SOUTH AFRICA: 'Enough is enough', says landless

September 5, 2001
Issue 

BY VONANI WA KA BILA

DURBAN — More than 3000 landless South Africans — women, farm workers, chiefs and young people — gathered on August 30 at the Roger Rovers Club for the International Landless People's Assembly, called by the newly formed Landless People's Movement (LPM).

Revolutionary songs reverberated as the "wretched of the Earth" toyi-toyed and hoisted flags and banners. They braved the cold weather as they worked to draft a landless people's charter.

The International Landless People's Assembly was timed to coincide with the World Conference Against Racism, Racial Discrimination, Xenophobia and Related Intolerance (WCAR).

"Phambili ngo mzabalazo wa mhlaba! Izwe lethu! (Bring back the land! Enough is enough!)", the people shouted, calling on President Thabo Mbeki and minister of land affairs Thoko Didiza to implement land reform. Around 85% of South Africa's land is still in the hands of the whites.

"Nako ya maburu i fedile, si zo thatha umhlaba wethu (The time of Boers has gone, we shall take back our land)", the agitated comrades continued shouting in the presence of Didiza.

Didiza was forced to commit herself to hosting a national land rights summit before the end of October to review land reform in South Africa. The summit will give priority to the demands of LPM.

The national chairperson of LPM and co-founder of the Northern Province Land Rights Coalition Ntate Mojapelo pointed out that South Africa is in its seventh year of democracy, but the people who voted for the African National Congress-led government still do not have land. He blamed the government's dismally slow pace of land reform on its neo-liberal policies that force the landless to pay for land.

"The government is not moving. We do not want to invade the land, but our government is forcing us to do so. Land reform must not be an endless song for the decade. [We need] our ancestral land to produce food and make a living", Mojapelo cried out to a roar of applause.

In his address, Abie Dithlake, director of the South African National Non-Governmental Organisation catalogued the poverty that millions of South Africans, especially farm workers and rural people, still face today. He pointed out that the best strategy to eradicate poverty was to give the people land.

"Land is the tool that people need to defend themselves because racism is an economic construct."

Dithlake called on the ANC government to get its priorities right, to be accountable to the people and to apply appropriate policies that improve people's lives.
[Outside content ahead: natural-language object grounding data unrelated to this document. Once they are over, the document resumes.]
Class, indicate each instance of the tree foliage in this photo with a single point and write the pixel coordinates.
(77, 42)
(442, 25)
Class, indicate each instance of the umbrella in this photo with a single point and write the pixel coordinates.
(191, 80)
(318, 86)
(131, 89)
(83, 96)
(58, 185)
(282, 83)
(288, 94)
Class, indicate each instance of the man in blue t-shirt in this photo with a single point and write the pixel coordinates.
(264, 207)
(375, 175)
"Africa must rise and declare war against the forces of doom, the IMF and World Bank that force their policies on us", he declared.

Dithlake cautioned that continued development of manifestos and charters, while important, is not enough. "We need to find some constructive ways of addressing our problems."
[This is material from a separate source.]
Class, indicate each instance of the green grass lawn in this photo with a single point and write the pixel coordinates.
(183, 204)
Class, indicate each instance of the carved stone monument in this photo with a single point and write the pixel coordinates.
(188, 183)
Messages that called on the South African government to give people land came from Pan Africanist Congress and landless people's organisations across the world, including from Dalit people of India, the Aborigines of Australia, Palestine, the First Nations of North America, as well as representatives of landless movements from Latin America and a Zimbabwean organisation of landless women.

All participants in the assembly seemed to agree that the WCAR could never conquer racism without addressing the colonial and apartheid legacy of land dispossession.